On August 22, 2019, Pivotal entered into an Agreement and Plan of Merger (the Merger Agreement) with VMware and Raven
Transaction Sub, Inc., a Delaware corporation and a wholly owned subsidiary of VMware (Merger Sub). The Merger Agreement provides that, subject to the terms and conditions set forth therein, Merger Sub will merge with and into Pivotal
(the Merger), with Pivotal surviving the Merger and becoming a wholly owned subsidiary of VMware.

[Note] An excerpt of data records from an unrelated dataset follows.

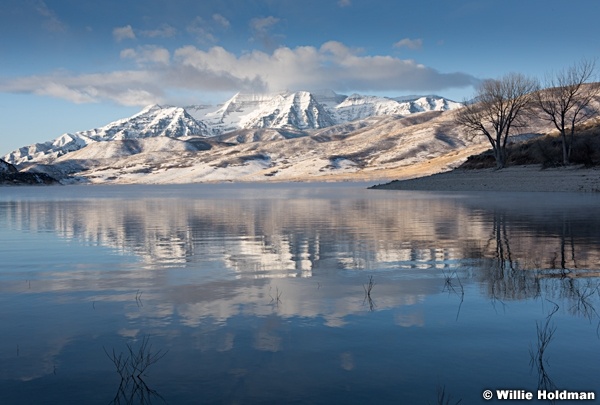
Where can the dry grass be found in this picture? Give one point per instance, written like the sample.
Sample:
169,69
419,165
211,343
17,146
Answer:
546,151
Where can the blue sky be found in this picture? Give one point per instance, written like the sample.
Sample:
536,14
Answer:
71,65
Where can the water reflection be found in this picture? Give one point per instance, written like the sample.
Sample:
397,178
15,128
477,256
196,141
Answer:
304,291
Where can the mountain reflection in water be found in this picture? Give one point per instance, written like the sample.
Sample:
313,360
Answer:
258,293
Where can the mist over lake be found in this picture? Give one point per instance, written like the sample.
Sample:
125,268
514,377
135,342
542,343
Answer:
294,293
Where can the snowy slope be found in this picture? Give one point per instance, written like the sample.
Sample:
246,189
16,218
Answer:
288,114
153,121
304,110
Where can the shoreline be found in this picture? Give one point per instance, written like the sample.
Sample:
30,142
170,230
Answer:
516,178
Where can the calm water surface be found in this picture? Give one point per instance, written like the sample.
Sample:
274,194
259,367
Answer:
247,294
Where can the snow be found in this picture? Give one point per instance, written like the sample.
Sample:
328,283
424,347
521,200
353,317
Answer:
300,133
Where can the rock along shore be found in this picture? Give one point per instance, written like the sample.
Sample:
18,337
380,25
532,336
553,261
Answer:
519,178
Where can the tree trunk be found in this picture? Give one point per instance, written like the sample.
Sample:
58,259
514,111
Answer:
565,149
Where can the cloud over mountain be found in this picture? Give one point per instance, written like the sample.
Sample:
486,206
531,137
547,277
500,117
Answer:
160,74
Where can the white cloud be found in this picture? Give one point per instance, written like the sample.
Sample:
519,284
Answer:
161,74
164,31
201,31
147,54
222,21
51,21
122,33
131,88
409,43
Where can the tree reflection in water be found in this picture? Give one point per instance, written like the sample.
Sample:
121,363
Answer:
132,367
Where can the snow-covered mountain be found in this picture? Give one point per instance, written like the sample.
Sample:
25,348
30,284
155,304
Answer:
152,121
289,114
308,110
6,167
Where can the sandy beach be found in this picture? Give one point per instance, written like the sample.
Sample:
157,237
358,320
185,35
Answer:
521,178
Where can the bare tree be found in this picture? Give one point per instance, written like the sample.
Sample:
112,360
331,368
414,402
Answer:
498,108
567,101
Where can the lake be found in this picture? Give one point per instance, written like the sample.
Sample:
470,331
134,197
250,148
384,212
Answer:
295,293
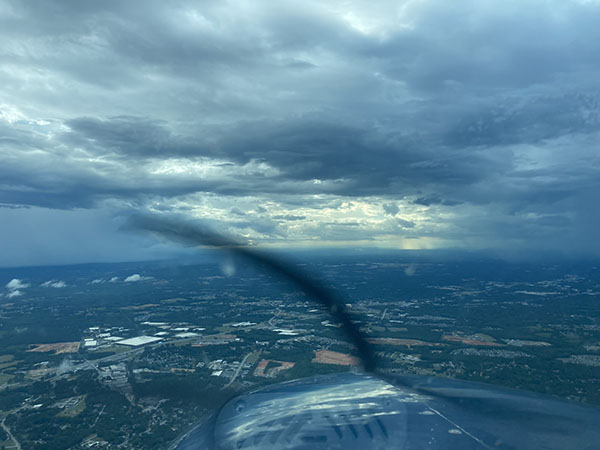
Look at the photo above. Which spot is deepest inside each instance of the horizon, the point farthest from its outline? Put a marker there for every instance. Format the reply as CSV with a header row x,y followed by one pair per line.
x,y
469,125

Completion of the Merger is
conditioned on the adoption of the Merger Agreement by the holders of (1) at least a majority of the outstanding shares of Class A Common Stock not owned by VMware or any of its affiliates; (2) at least a majority of the outstanding
shares of Class A Common Stock; (3) at least a majority of outstanding shares of Class B Common Stock; and (4) at least a majority of the outstanding shares of Class A Common Stock and Class B Common Stock, voting
together as a single class, which condition is not subject to waiver by VMware or Pivotal. As a result of its beneficial ownership of the VMware Shares and the EMC Shares (as described in this Statement), VMware controls sufficient shares of Pivotal
to deliver the approvals contemplated by clauses (2), (3) and (4).
Concurrently with the execution of the Merger Agreement, Ford Motor
Company, a stockholder of Pivotal, entered into a voting agreement with VMware (the Voting Agreement) pursuant to which Ford has agreed, among other things and subject to the terms and conditions set forth in the Voting Agreement, to
vote its shares of Class A Common Stock in favor of the adoption of the Merger Agreement and the transactions contemplated thereby, including the Merger. The Voting Agreement relates to 17,516,709 shares of Class A Common Stock. This
represents approximately 18.2 percent of the Class A Common Stock not owned by VMware or any of its affiliates.
On
August 22, 2019, VMware, Dell Technologies, EMC Equity Assets and, solely with respect to certain sections therein, EMC and VMW Holdco, entered into a Consent and Support Agreement (the Support Agreement) pursuant to which, among
other things and subject to the terms and conditions set forth therein, (1) Dell Technologies and EMC Equity Assets have agreed to vote their shares of Class B Common Stock in favor of the adoption of the Merger Agreement and the
transactions contemplated thereby, including the Merger; (2) EMC and VMW Holdco (together, as the holders of all of the outstanding shares of VMwares Class B common stock) provided their consent to VMwares entry into the Merger
Agreement, and the consummation of the transactions contemplated thereby, for all purposes required pursuant to VMwares Amended and Restated Certificate of Incorporation; and (3) EMC and VMW Holdco agreed to deliver, in respect of the
shares of Class B Common Stock that they beneficially own, an irrevocable consent in writing, no later than 24 hours following the execution and delivery of the Merger Agreement, approving the issuance of the shares in VMware constituting the
Class B Merger Consideration (as defined in the Merger Agreement). On the same date, following the execution of the Merger Agreement and the Support Agreement, EMC and VMW Holdco executed and delivered a written consent adopting and approving
the issuance of shares of VMwares Class B common stock on behalf of the stockholders of VMware.